Note: these tool examples support the validation workflow; use project requirements to select bandwidth/options.

Typical failure tree (symptom → first checks)

• Low sustained throughput: check software gaps (DMA re-arm latency), IRQ collapse (too frequent completions), and back-pressure triggers.
• High CPU while “DMA is on”: check ISR payload, polling loops, cache maintenance overhead, and lock contention.
• Occasional gaps / duplicates: check sequence counters, ring overwrite/overrun counters, and marker monotonicity.
• Only fails at high load: check DMA arbitration/priority, queue depth caps, and IRQ masking/critical sections.
• Looks like corruption: check cache coherency rules, alignment to cache-line, and DMA-safe memory regions.
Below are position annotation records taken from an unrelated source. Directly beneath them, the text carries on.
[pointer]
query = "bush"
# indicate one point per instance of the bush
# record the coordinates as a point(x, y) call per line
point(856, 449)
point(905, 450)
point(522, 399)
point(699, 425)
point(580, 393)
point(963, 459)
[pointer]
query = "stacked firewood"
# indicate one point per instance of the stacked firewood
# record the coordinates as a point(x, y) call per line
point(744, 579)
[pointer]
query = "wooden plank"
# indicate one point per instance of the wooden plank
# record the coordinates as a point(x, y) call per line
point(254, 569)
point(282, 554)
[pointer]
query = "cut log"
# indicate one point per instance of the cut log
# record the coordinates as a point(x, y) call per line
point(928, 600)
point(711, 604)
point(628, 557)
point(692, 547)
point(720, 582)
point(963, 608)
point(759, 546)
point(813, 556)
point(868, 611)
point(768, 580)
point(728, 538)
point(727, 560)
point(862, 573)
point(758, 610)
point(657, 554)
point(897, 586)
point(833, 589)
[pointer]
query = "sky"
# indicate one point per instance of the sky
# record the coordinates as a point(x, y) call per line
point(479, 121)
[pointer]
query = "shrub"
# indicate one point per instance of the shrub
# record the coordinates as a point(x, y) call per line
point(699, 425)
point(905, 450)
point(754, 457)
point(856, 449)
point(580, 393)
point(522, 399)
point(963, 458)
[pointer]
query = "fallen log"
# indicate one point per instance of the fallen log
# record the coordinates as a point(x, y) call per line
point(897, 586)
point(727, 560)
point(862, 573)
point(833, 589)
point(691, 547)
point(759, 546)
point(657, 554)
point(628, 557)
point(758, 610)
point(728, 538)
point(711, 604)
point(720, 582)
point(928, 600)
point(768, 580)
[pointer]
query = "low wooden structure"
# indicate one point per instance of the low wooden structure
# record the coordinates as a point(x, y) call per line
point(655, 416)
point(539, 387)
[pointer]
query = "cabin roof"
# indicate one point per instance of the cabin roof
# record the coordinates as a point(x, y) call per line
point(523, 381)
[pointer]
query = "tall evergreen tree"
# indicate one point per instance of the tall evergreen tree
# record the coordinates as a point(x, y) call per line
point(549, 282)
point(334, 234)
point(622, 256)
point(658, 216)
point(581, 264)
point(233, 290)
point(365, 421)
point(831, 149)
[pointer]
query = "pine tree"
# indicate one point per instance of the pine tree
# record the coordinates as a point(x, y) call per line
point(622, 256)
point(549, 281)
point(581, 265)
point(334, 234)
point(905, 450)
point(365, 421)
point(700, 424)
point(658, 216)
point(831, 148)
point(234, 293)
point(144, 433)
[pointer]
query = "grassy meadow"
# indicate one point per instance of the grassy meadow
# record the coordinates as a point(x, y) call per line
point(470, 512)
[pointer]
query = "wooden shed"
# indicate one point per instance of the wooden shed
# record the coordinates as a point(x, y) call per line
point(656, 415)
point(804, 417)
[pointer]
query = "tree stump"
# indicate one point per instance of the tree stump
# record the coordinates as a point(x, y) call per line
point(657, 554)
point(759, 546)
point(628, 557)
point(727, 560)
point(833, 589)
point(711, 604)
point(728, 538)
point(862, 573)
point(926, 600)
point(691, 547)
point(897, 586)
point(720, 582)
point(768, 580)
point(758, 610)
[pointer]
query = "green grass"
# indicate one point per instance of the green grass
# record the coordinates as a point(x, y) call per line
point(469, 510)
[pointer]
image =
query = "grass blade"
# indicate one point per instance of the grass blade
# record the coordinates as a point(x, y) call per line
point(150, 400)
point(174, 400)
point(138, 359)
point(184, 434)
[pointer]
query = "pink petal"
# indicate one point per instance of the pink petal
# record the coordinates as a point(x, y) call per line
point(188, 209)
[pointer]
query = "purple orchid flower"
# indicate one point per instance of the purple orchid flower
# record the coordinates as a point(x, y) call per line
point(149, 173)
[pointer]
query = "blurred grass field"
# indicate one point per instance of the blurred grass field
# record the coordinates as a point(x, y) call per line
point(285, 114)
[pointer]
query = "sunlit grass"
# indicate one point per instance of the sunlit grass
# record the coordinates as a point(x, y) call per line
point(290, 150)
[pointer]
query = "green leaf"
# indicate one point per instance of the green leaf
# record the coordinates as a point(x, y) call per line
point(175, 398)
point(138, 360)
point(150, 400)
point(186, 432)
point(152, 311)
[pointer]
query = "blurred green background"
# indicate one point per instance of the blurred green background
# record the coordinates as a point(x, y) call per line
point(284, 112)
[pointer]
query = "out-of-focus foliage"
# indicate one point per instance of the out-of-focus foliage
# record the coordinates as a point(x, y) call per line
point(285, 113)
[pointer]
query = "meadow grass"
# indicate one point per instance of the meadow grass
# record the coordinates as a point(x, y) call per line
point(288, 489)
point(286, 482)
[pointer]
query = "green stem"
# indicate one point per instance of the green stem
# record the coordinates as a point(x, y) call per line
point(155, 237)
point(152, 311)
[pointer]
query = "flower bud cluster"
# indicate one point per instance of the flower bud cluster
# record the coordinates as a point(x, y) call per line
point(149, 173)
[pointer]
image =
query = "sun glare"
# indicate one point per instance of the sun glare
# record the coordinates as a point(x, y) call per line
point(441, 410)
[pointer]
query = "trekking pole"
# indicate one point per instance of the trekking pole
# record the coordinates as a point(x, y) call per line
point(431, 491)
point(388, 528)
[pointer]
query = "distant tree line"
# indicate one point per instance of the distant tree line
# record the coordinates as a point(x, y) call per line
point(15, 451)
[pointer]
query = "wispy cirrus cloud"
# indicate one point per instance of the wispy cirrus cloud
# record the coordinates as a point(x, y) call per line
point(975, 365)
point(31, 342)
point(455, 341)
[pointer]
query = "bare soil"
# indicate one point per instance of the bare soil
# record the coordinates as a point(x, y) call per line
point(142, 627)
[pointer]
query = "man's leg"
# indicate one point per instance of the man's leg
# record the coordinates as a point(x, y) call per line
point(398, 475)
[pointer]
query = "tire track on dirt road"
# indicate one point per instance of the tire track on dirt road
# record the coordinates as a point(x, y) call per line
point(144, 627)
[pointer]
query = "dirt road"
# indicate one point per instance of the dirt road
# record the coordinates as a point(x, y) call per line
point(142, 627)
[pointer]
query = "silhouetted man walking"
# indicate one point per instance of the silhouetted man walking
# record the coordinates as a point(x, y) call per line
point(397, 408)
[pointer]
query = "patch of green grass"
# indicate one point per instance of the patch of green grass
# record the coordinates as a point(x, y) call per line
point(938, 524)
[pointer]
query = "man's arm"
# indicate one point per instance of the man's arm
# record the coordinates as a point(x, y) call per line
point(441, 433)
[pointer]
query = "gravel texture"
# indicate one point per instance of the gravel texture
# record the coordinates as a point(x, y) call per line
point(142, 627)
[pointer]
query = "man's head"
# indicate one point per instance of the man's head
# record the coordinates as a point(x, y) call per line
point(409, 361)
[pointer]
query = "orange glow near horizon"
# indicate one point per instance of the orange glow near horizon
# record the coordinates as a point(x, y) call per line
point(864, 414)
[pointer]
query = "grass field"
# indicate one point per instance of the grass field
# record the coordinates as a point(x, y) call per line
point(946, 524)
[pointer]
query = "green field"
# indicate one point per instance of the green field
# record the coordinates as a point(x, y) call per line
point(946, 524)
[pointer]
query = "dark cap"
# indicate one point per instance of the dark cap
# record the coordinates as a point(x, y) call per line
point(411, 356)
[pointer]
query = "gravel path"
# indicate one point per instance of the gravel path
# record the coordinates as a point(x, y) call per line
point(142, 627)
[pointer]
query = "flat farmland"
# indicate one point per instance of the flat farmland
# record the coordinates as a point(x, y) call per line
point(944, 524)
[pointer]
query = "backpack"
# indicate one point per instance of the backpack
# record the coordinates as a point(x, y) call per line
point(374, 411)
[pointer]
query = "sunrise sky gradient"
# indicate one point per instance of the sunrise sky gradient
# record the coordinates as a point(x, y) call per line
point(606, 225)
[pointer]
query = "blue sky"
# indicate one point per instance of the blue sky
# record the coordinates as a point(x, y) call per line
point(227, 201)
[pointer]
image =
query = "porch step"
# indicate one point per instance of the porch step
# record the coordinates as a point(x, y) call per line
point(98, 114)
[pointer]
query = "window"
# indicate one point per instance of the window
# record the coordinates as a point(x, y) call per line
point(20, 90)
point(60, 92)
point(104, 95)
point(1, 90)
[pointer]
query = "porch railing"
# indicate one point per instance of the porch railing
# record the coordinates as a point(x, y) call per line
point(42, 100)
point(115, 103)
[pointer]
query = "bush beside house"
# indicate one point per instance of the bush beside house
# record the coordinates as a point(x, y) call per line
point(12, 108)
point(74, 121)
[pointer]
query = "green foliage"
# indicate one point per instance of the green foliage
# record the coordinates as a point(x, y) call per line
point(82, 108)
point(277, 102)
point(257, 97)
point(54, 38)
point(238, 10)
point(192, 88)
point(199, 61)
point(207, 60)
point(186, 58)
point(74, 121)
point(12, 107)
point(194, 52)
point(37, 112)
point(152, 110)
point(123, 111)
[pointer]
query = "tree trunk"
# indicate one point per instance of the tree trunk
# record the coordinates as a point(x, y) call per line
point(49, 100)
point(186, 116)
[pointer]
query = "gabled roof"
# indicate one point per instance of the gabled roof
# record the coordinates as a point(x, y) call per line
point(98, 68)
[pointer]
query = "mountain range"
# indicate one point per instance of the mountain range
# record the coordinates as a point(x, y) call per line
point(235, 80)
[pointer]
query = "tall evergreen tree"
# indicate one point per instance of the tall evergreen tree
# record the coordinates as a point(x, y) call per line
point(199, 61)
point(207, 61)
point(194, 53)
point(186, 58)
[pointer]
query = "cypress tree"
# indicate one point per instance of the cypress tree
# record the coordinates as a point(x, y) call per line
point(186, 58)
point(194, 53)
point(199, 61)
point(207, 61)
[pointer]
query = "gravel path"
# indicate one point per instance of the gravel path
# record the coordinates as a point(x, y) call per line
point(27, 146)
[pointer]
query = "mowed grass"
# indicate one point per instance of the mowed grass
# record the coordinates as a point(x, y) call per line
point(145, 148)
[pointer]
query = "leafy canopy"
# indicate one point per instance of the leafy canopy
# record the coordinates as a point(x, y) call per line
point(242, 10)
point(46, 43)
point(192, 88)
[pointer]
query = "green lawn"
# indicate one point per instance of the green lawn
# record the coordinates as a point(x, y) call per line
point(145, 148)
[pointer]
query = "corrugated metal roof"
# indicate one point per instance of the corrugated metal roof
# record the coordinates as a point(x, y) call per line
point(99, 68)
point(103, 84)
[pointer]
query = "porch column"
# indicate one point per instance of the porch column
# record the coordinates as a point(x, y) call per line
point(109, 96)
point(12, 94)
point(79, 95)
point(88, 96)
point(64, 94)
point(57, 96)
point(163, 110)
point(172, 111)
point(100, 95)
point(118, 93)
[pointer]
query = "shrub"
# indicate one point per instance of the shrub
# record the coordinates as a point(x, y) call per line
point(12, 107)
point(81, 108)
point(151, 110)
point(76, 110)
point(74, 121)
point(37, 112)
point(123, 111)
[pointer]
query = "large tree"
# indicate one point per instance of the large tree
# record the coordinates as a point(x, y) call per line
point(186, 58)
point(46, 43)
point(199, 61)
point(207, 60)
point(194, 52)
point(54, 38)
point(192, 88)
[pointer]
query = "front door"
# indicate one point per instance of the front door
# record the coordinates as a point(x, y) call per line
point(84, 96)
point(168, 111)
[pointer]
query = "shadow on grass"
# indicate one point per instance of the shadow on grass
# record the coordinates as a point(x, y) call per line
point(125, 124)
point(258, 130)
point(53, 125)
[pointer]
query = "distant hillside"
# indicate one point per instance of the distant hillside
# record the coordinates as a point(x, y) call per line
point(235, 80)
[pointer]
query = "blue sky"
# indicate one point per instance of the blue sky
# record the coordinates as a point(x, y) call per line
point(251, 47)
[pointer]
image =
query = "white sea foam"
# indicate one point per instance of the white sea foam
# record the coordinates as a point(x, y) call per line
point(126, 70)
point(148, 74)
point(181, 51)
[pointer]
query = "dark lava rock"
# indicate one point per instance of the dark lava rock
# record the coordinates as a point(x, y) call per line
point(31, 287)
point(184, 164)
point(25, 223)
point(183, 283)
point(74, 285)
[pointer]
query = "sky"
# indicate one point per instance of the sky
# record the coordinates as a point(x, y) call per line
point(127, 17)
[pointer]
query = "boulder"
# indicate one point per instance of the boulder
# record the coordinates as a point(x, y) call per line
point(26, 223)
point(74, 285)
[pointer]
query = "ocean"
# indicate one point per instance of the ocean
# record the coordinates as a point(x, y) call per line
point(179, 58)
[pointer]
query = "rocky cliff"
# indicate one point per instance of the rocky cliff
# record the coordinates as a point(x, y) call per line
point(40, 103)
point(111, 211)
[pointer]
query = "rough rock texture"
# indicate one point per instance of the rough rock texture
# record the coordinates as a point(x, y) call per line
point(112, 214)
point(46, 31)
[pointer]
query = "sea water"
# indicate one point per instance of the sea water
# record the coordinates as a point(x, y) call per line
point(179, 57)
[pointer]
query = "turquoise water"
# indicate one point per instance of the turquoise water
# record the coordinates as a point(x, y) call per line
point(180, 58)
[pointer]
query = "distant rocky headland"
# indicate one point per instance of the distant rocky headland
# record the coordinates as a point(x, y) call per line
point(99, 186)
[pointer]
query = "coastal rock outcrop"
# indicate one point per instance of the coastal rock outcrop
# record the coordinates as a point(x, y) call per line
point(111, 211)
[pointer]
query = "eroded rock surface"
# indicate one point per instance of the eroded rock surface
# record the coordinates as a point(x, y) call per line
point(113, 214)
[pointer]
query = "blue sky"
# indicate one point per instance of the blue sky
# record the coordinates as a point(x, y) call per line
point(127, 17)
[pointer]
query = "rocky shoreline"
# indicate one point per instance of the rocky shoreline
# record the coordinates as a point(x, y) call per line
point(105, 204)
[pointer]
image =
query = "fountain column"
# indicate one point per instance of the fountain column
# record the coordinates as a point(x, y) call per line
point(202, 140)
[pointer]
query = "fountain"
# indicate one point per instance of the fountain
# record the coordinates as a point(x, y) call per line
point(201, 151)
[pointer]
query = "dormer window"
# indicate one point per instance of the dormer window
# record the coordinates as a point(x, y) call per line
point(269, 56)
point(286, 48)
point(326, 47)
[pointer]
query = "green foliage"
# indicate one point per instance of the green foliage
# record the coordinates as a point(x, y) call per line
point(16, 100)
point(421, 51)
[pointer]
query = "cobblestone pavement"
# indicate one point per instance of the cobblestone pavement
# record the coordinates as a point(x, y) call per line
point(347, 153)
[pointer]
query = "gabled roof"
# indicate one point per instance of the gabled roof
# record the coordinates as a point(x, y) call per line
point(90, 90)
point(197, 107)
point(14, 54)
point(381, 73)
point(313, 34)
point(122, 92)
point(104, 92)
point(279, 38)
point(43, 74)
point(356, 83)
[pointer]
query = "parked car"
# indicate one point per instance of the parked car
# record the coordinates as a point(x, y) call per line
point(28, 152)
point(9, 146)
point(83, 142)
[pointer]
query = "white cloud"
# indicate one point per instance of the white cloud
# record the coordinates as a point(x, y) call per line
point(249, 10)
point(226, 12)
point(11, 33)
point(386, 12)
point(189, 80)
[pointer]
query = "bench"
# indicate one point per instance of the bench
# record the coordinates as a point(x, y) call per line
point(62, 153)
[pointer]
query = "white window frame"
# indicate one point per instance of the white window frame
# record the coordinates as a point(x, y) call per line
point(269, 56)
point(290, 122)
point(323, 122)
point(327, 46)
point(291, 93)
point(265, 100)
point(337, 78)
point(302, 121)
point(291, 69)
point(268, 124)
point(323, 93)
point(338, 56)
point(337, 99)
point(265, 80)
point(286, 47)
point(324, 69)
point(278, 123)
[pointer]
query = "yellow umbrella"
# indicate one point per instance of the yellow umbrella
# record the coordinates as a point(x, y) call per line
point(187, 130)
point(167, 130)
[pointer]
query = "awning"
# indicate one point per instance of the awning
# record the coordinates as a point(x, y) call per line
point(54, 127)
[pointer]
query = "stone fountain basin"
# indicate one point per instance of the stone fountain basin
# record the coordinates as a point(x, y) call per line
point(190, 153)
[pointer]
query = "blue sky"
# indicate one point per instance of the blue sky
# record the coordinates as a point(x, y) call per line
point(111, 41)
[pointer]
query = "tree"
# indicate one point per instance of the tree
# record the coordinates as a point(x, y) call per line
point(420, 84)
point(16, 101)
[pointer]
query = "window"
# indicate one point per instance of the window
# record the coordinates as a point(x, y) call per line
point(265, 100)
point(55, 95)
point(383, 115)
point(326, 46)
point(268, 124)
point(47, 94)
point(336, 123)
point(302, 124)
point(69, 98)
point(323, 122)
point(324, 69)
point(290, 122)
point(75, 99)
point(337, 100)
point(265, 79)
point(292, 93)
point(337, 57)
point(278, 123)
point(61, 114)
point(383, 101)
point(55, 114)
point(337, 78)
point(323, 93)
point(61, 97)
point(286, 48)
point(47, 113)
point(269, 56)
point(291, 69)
Pass criteria (examples; fill with project thresholds)

• Sustained payload: ≥ X (window fixed and documented)
• Loss/reorder: sequence gaps = 0, CRC failures = 0 (or explicitly bounded and logged)
• Boundary errors: marker/frameslice errors = 0; resync completes within T
• Latency/jitter: max latency < A, P99 jitter < B (single time base)

Key DMA-related dimensions

• Descriptor modes: scatter-gather, linked-list, cyclic, half-transfer events.
• FIFO depth & watermarks: independent RX/TX watermarks, overrun flags, and programmable thresholds.
• Arbitration control: per-channel priority/weighting, burst caps, and interconnect QoS (if available).
• Request mapping: flexible peripheral request routing (avoid “fixed channel bottlenecks”).
• Debuggability: explicit error causes (bus/address/FIFO), counters, and coherency notes.

Where to look in the datasheet/manual

• DMA chapter: descriptor support, interrupt modes, cyclic/SG, error flags.
• Interconnect / bus matrix: arbitration, bandwidth notes, QoS/priority.
• Cache / coherency notes: DMA-safe regions, alignment requirements, maintenance rules.
• Peripheral FIFO section: depth, watermarks, overrun/underrun behavior.

Concrete part-number examples (verify package/suffix/availability)

Minimal selection checklist (quick self-check)

• Supports scatter-gather or linked descriptors (or equivalent chaining).
• Supports cyclic mode (or stable ring-buffer writer behavior).
• Provides FIFO watermarks and explicit overrun/underrun flags.
• Provides priority/arbitration control and (ideally) burst caps for worst-case bounds.
• Provides request mapping flexibility (avoid fixed bottlenecks).
• Provides clear coherency guidance (DMA-safe memory, alignment, maintenance rules).
• Provides actionable error reporting (bus/address/FIFO/descriptor errors).